The 2015 study consists of three main complementary components: The Post-election survey, the Panel / Rolling Cross-Section survey, and the Candidate survey. The main difference compared to previous studies relates to the mode of data collection; the main emphasis was now moved towards web interviews. The other main innovation was the addition of a four-wave panel survey. As in 2011, novel thematic modules of particular salience to researchers were included in the different surveys, while keeping the necessary continuity in the core questionnaire of the Post-election survey for comparison with previous waves.
The post-election survey consists of 5,337 web and telephone interviews. The survey was done in a sequential mixed mode with web offered as the first option: 82% responded in this way, while 18% responded by telephone. The sampling was based on a representative sample of 2’600 Swiss citizens with an oversampling of small cantons to have at least 80 interviews per canton. An additional oversampling was done in the cantons of Zurich, Geneva, and Ticino.

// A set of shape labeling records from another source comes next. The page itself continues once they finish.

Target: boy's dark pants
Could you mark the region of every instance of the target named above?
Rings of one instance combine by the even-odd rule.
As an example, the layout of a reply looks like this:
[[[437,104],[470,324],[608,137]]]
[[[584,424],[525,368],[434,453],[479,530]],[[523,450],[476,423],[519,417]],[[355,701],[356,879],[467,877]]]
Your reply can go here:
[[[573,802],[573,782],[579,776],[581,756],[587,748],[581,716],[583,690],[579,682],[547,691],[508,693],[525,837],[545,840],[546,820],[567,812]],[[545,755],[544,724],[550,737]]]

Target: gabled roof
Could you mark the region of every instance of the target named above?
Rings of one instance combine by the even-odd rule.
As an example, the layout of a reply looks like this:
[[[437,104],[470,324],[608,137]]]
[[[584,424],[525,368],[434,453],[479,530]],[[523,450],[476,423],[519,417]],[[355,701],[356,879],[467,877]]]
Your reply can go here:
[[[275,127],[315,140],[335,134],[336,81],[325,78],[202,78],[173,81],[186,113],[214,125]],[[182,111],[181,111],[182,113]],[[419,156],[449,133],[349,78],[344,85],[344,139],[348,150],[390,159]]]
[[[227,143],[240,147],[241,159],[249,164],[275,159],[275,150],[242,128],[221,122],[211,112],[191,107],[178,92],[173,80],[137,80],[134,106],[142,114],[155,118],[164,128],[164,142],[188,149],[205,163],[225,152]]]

Panel / Rolling cross-section (RCS):
New for the 2015 study is a panel survey that studies the evolution of opinion and vote intention/choice during the different phases of the election cycle. Four waves were conducted: the first before the main campaign period, the second during the campaign, the third after the elections, and the fourth after the election of the Federal Council. 11’073 individuals responded to the first wave and 6’552 responded to the first three waves. The second wave was conducted as a Rolling cross-section, where around 120 individuals were interviewed daily during 61 days.
A media analysis was also conducted in the context of this survey.
The candidate survey was carried out among all candidates for the National Council and the Council of States in the framework of the Comparative Candidate Survey (CCS) project, based on the Round II questionnaire. The survey collects data on the biography, campaign activities, and policy position of the candidates. Among others, the information gathered makes possible the study of underlying factors of candidates’ electoral success, as well as of issues of representation and linkage between voters and elites.